Elisabeth Schärtel (6 October 1919 – 24 August 2012) was a German operatic mezzo-soprano and contralto. A member of the Cologne Opera from 1959 to 1967, she performed leading parts at major European opera houses and regularly at the Bayreuth Festival.

== Career ==
Born in Weiden in der Oberpfalz, she studied with Anna Bahr-Mildenburg in Munich and with Henny Wolff in Hamburg. She made her debut in 1942 at the Stadttheater Gießen. From 1959 to 1967 she was a member of the Cologne Opera. In 1965, she appeared there as the mother of Stolzius in the premiere of Bernd Alois Zimmermann's Die Soldaten. She performed in opera recordings by the broadcaster Westdeutscher Rundfunk, such as Verdi's Falstaff with Mario Rossi conducting, where she sang Meg Page alongside Dietrich Fischer-Dieskau in the title role.

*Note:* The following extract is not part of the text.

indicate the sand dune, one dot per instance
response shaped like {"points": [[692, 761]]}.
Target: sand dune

Schärtel performed at the Bayreuth Festival from 1954 to 1967, singing leading parts in Wagner's music dramas as well as minor parts. In 1954 and 1955 she appeared as Mary in Der fliegende Holländer, in 1958 to 1961 every year as Magdalene in Die Meistersinger von Nürnberg, in 1962 as Erda in Das Rheingold and Ortrud in Lohengrin.

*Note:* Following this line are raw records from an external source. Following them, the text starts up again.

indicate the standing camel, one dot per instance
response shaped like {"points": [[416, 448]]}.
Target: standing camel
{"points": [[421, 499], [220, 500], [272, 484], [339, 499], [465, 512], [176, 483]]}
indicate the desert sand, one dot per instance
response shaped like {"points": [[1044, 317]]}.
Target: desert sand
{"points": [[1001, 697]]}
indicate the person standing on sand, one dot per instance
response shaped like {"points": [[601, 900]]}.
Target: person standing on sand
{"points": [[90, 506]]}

She was a guest in European opera houses and at festivals. In 1961 she appeared at the Maggio Musicale Fiorentino as Adelaide in Arabella by Richard Strauss. In 1962 she was a guest at the Hamburg State Opera as the Nurse in Die Frau ohne Schatten by Richard Strauss, staged by Oscar Fritz Schuh and conducted by Wolfgang Sawallisch, alongside Franz Crass and Helga Pilarczyk, among others. In 1966, she appeared as Brangäne in Wagner's Tristan und Isolde at the Vienna State Opera. She performed Magdalene in Lisbon, and Kundry in Wagner's Parsifal at the Deutsche Oper Berlin.

Schärtel was a voice teacher at the Musikhochschule Nürnberg. She died in her home town and was buried on the municipal cemetery on 29 August 2012.